I do not know what I will remeber about today, the first authentically fall day of this year. Maybe nothing.

Wednesday, October 17, 2007

That poem I wrote that one time about rain.

Because it started raining on me while I was walking to class today:

I dreamt the sky wrenched open and left me covered,
A clean and tidy canvas where colors ran.
Hydrated. Saturated. Satisfied.
Form less defined-- hue more vivid still,
A comfort in the raw stillness.
Still- I shivered in distaste.
Embarassed and so flushed.
While thickly concealed,
In clearest paint--
Call attention.
Drip. Drop.

Tuesday, October 16, 2007

I've given up on counting. I hate math.

I think it is vital that I report to a this extremely read and praised journal that the pumpkin pie in The Main today was the worst thing I have ever experienced. First of all-- when I put my fork into it, it oozed water. When I tried to pick it up with my fork, it did not move from the plate. When I finally shoveled it into my mouth it immediately melted and turned into water. This is not a joke. My favorite gourd could be ruined forever.

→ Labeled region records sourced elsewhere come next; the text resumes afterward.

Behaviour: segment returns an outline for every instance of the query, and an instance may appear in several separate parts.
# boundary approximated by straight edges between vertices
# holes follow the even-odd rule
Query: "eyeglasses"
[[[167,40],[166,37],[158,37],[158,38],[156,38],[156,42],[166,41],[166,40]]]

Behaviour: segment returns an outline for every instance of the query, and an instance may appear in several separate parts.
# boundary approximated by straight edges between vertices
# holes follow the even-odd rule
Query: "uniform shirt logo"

Wednesday, October 10, 2007

Day 235: A bottle of water.

My mouth was ridiculously dry all day today. While this is completely literal, it could be figurative too. Today was so lack-lustre and I hated every restless minute of it. There are of course a few hours of exception to the previous statment, but as an overarching generalization-- it is quite accurate.

Tuesday, October 9, 2007

Day 234: A dinosaur.

Today in a class the observation was made that our thoughts and opinions do indeed change. I do not believe the same as I did when I was ten years old. I still think dinosaurs are awesome, but I have found other passions in life. It was introspecitve for awhile, but then I just got caught up in this one thought:

I used to be in a club that drew pictures of weird dinosaurs we "invented." We then assigned each other new dinosaurs to be. As if this is not ridiculous enough . . . I was cool in fifth grade. I did things like this and I was popular. I am not even kidding. I did weird things like this and I was really cool.

Monday, October 8, 2007

We'll say 233 . . .ish.

I have yet again let time and committment elude me. I think it is a little funny that I do not manage to make an entry in this everyday. I used to be extremely devoted to my online journalings. However, I have been experiencing a journal writing drought not only electronically, but with my inkwell and scroll as well.

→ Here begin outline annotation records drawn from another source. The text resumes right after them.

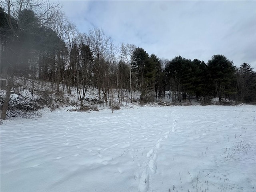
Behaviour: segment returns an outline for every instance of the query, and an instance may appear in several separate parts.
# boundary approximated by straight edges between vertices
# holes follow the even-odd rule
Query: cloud
[[[63,1],[79,30],[101,28],[116,45],[142,47],[171,59],[206,62],[221,54],[239,66],[256,62],[254,1]]]

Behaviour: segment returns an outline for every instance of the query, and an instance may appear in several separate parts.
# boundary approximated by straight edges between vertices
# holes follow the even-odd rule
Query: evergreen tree
[[[208,61],[208,70],[212,80],[212,84],[215,86],[214,94],[221,101],[221,98],[228,97],[233,94],[229,86],[235,77],[235,67],[233,62],[228,60],[222,55],[214,55]]]
[[[140,92],[140,102],[146,96],[144,81],[145,66],[148,68],[148,54],[142,48],[136,48],[132,54],[131,58],[132,67],[138,78],[137,84]]]

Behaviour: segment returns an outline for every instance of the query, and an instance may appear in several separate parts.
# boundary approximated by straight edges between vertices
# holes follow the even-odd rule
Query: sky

I could say it is because I have been busy. I could accredit my neglect to apathy. I could even invent an excuse involving alien abduction. However, all three of these are equally far from the truth. The reality is that I received an e-mail from the TCU English Department. The aforementioned e-mail included an invitation to enter TCU's Creative Writing Contest.

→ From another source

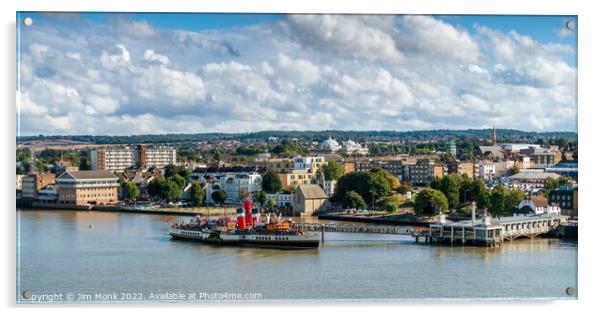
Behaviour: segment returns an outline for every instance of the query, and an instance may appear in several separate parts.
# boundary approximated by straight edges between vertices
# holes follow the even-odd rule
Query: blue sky
[[[576,130],[575,16],[25,16],[22,135]]]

I thought this sounded utterly appealing so I decided I should enter. After looking over a few working drafts I already had in what could very loosely be considered "my portfolio", I decided that I find my writing poor and childish. I rarely read over my creative writing because I know I will find it insipid. I never let anyone else read it because I am worried they will agree. This is why I abandoned any dreams of being a writer because I fear criticism.

So I have been battling my own critical eye the past two weeks. The battle was so fierce that I stopped all writing (with the exception of academic, non-creative formats) so I could focus in on why I think I am so terrible. I still do not have an answer. The only quasi-answer I have formulated is . . . maybe I am not terrible. Perhaps I am simply a coward.

Then I remembered: I am a coward. I prefer maintaining the status quo to taking the risk that may cause me to fall flat on my face. This is a ridiculous way to live my life, especially in regards to something I am passionate about.

So come November 16th, I will be bold. I am going to submit some work and if it is terrible it will be terrific. I did win a poetry contest in 7th grade and my mom thinks I am a genius. Does this qualify me? Affirmative.